THE CROSS OF IRON (456 pp.)--Willi Heinrich--Bobbs-Merrill ($4.50).

The war novelists are getting their second wind. In two months, half a dozen or so tales of combat action have seen print. The latest, a German entry titled The Cross of Iron, is the most savagely powerful portraiture of men at war on the eastern front since Theodor Plievier's Stalingrad. Possibly because they belonged to the winning side, U.S. writers tend to see war as a personality-developing experience in which a man can forge his own identity. As a loser, the German writer must salvage for his hero both identity and meaning from a lost cause pursued beyond any rational hope of victory. Thus, in The Cross of Iron, furious hand-to-hand fighting in bunkers, forests and streets forms part of a larger drama, a kind of existential tragedy of the absurdity of certain human situations.

A Cork for Svengali. The time is after Stalingrad; the place is the Black Sea area. The German situation is hopeless, and the task of Corporal Rolf Steiner's wounded platoon is near-suicidal. Its job is to stay behind as a rearguard while the rest of the battalion withdraws. In the fluid state of the front, this means only one thing, that the hapless platoon will soon be a cork abob in a sea of Russians. The platoon has small faith in its chances, but believes mesmerically in Corporal Steiner, who has assumed command from his wounded sergeant. Steiner is one of those incurably homeless men to whom gunpowder is oxygen, and war is a kind of inner peace. A maverick with a tongue like barbed wire, he is sloppy, insolent and broody, but a soldier's soldier when it counts, and a Svengali to his men.
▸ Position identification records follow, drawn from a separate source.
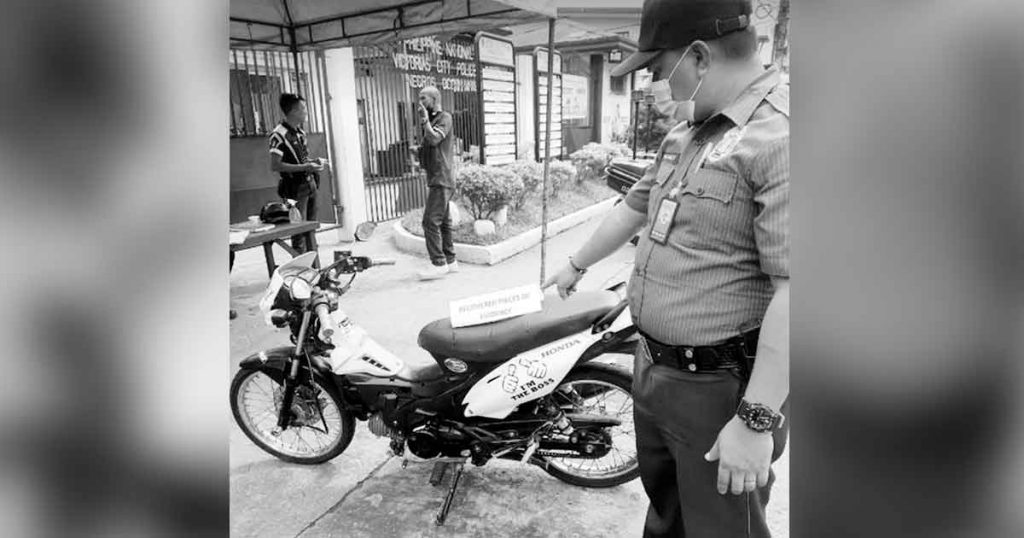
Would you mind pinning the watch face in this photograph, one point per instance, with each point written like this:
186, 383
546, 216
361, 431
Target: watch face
761, 419
758, 417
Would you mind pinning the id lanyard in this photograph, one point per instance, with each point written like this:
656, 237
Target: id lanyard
669, 206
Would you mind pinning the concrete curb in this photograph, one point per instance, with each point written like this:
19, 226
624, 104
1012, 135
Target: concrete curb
492, 254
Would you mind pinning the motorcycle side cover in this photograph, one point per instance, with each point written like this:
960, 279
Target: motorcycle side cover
532, 374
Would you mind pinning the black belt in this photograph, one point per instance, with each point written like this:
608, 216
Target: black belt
734, 353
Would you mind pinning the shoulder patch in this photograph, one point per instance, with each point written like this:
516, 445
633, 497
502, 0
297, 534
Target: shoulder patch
779, 98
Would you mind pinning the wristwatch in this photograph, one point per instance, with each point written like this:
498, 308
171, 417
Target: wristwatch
759, 417
580, 271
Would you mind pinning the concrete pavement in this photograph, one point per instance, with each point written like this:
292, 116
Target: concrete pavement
366, 493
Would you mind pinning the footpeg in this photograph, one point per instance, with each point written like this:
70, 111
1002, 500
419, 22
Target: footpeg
534, 445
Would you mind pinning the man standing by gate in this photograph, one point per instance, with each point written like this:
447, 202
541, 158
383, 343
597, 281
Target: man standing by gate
290, 158
711, 287
436, 158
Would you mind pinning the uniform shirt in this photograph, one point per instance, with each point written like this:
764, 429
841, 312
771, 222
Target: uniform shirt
435, 154
710, 281
290, 143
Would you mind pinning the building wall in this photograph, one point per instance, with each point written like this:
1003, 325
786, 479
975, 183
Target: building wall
615, 112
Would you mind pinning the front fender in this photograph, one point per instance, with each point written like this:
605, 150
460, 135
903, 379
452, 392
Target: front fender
273, 362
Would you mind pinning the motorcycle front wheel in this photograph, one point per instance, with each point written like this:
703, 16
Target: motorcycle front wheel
320, 428
604, 391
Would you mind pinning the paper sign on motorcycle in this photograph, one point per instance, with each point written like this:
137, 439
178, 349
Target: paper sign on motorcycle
496, 305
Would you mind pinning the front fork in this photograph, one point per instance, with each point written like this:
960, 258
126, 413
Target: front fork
291, 378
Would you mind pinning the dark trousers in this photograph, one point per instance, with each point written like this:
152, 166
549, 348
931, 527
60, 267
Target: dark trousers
437, 225
306, 203
678, 416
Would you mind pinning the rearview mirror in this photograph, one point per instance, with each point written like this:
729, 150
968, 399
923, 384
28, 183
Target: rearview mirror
365, 231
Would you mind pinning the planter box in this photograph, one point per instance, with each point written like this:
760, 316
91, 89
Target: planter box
491, 254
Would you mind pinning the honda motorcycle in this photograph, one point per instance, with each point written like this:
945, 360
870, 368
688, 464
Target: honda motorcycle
536, 388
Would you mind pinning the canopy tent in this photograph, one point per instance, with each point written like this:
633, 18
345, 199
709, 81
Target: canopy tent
315, 25
309, 25
536, 34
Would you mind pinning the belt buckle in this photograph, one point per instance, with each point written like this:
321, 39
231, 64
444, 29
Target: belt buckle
691, 364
Steiner's platoon is a batch of human putty. Among them are: trusty, pipe-smoking Schnurrbart, a born second-in-command; Dietz, a mamma's boy with the puppy-dog look; Dorn, an overage misclassified philosophy professor; Kern, a blowhard rookie; and Zoll, a pornography-minded tub of lard. "Anyone who gives out is going to be left behind," Steiner warns them. When their rations give out, Steiner tells them to eat tree bark, but he also shares the last of his own rations. When Dietz is critically wounded in a night skirmish, it is Steiner who holds the dying boy's hand to comfort him. Snaking their way back toward their own lines, the men capture an unarmed Russian women's mortar group. Zoll rapes one of the women. Steiner leaves him behind to be castrated and stomped to death by her avenging sisters in one of the more horrifying scenes in a book that is rarely short on horror.

One for a Decoy. Wearing the women's uniforms, Steiner and his men surprise four Russian front-line bunker crews, tommy-gun all of their sleepy-eyed occupants, except for one whom they use as a decoy in crossing over to their unbelieving buddies. Steiner is made a sergeant on the spot and gets a furlough, but all he and his men have really won is a brief reprieve, not a full pardon from death. The whole crumbling German front is itself a rearguard desperately parrying Russian advances and encirclements.

Out of the near-senseless attacks and counterattacks, Author Heinrich has his hero make two kinds of sense. One is the unspoken sense of togetherness in the brotherhood of suffering, or as Steiner tries to put it, "By himself a man is scrap iron." The other is that courage has a logic (or a lunacy) all its own: "To fight for a conviction does not require heroism. Heroism begins where the meaninglessness of the sacrifice remains the last, only message the dead can leave behind." You Mustn't Bawl. The simple footslogger passes this test best in The Cross of Iron. Novelist Heinrich's officers are petty martinets, Nazi careerists, or weary Wehrmacht regulars who have long since sent their consciences on permanent leave. Steiner tangles with one of them, his Fuehrer-minded C.O., and exposes him for the cowardly lump of jelly he is. In the meantime even the old soldiers die. Dorn and Kern are blasted to shapeless pulp by artillery shells. Schnurrbart is mistakenly murdered by a homosexual German officer settling a private score. It is a quiet day on the eastern front when a stray Russian shell catches Steiner. "Why are you bawling?" he asks the only old platoon member left to mourn him. "You're the last noncom. You mustn't bawl."

Willi Heinrich, 35, has written this first novel with the passionate intensity of a man plucking shell fragments out of his own memory. A corporal himself in a

German infantry division, he marched across 8,000 miles of Russian soil, was severely wounded five times, saw his division lose twelve times its original manpower. In The Cross of Iron, Heinrich does what a good war novelist should and few can. He makes the private inferno of his war roar all over again, but as if for the very first time and for all men.